Total Business Closure
The total effect of data loss by data theft or breach can be the complete closure of an enterprise. Small businesses that have not developed the resilience to withstand brand reputation and damage, or heavy financial penalties will go under. A study on enterprises that suffered data breaches showed that 60% went under within 18 months of suffering the breach.
Data Erasure in Maintaining Information Security
Data erasure is very crucial in an enterprise’s information security strategy. By deploying secure data destruction, an enterprise denies malicious parties an entry point to do more harm. Sophisticated criminals have proven they can get past today’s advanced firewalls. Data erasure ensures they cannot get to what they seek. They cannot take what is not available.
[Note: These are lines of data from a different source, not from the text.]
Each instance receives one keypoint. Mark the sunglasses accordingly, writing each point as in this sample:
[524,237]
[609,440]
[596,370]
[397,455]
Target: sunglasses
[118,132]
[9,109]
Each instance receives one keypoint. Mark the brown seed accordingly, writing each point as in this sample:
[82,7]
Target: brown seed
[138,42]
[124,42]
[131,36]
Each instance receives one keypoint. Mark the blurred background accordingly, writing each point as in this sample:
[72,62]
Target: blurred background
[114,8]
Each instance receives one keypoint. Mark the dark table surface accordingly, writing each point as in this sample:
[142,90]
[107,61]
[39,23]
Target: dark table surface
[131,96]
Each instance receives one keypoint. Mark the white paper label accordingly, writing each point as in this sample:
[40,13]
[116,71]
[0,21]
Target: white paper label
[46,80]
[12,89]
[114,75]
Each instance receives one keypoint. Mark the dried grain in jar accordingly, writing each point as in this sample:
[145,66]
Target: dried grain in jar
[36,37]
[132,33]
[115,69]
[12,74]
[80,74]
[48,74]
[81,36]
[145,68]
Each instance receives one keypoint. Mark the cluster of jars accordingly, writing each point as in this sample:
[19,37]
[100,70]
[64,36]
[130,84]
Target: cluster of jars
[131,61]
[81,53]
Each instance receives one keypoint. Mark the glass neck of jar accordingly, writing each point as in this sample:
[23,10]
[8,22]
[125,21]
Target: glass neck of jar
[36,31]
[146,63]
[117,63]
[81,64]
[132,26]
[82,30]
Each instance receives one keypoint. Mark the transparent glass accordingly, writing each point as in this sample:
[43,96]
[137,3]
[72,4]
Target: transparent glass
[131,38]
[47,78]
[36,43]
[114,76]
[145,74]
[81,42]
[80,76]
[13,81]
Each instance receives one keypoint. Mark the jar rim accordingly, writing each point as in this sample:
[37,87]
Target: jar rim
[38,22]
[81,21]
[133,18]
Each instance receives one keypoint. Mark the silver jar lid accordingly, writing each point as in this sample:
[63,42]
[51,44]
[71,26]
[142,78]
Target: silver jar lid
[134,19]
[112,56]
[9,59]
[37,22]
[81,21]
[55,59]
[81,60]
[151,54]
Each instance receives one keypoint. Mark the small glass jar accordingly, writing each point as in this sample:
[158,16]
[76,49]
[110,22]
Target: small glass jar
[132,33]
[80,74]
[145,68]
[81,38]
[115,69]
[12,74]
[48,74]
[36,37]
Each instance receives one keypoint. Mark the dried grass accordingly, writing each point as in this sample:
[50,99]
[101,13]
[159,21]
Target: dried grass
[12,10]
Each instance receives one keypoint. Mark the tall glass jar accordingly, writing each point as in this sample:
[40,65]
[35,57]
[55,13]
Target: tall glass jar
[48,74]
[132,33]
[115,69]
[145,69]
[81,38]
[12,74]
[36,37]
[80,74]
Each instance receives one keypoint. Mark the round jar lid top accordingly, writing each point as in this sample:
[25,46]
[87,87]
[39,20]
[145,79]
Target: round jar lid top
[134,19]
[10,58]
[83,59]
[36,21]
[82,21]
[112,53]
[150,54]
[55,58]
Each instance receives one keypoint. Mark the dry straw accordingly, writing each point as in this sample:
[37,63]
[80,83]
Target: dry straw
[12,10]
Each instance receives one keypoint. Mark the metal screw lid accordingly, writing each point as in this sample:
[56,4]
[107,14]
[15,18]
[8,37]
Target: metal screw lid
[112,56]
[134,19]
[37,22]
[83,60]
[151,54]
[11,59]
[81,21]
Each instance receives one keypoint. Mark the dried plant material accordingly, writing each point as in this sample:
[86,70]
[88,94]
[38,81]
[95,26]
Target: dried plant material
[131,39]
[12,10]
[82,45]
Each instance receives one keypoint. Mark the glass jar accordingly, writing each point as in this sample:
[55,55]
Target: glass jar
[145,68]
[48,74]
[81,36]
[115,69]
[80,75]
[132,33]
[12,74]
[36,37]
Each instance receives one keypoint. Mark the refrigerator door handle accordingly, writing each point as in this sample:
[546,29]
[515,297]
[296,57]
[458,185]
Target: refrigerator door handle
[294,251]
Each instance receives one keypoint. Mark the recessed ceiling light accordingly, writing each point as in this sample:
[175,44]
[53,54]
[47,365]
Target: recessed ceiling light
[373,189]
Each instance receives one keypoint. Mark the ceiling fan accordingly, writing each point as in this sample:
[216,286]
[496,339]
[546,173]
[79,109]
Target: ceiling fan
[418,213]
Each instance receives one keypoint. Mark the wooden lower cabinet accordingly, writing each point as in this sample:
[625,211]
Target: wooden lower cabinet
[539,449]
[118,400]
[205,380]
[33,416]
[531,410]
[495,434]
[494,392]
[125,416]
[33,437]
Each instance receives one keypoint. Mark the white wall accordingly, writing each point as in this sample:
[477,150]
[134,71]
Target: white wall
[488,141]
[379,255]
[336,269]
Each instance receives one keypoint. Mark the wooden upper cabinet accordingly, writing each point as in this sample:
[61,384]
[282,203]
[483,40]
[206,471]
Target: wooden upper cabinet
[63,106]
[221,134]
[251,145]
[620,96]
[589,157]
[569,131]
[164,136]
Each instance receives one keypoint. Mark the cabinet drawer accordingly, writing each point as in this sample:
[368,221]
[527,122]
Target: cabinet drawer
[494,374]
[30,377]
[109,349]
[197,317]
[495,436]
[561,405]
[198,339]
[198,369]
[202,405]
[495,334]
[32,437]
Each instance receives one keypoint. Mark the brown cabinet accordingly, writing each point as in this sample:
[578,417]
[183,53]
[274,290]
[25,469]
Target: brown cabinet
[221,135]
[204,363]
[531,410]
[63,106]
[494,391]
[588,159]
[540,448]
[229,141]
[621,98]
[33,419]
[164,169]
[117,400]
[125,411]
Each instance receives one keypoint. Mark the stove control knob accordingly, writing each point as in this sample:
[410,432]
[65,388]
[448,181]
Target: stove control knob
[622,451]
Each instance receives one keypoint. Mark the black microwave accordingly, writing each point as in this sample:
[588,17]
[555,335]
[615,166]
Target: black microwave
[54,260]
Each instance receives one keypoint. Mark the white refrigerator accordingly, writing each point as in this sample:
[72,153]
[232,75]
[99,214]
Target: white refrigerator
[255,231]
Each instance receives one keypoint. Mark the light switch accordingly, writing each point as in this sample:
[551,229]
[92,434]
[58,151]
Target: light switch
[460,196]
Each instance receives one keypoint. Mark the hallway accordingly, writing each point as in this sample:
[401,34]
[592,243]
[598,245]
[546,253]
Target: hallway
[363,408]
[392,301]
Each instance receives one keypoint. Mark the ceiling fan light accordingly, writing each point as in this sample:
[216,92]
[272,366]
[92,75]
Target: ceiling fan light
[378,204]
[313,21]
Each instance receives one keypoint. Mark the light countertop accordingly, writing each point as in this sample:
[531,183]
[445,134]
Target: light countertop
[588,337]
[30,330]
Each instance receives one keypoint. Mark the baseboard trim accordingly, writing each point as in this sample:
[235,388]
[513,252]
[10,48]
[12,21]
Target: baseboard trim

Engaging professional data destruction services is the best approach in executing this important task, for several reasons:
Data erasure tools cost money and also require training to use effectively. A data destruction service has both off-shelf tools and proprietary tools to pull off a competent job. They will also have a degausser which is an expensive unit. The crew has the training to use these tools. You save money and time by letting the professionals handle the job.
Data Destruction Certificate
A data destruction service can issue a certificate of data destruction to show data is totally erased to the expected standards. This certificate is important during data security audits, if the industry requires them.
No enterprise can afford to ignore data erasure considering the risks involved in improper data handling. It should be a regular task in information security, performed by professionals who understand the job. Complete removal of data is the only way of keeping data safe from unauthorized access.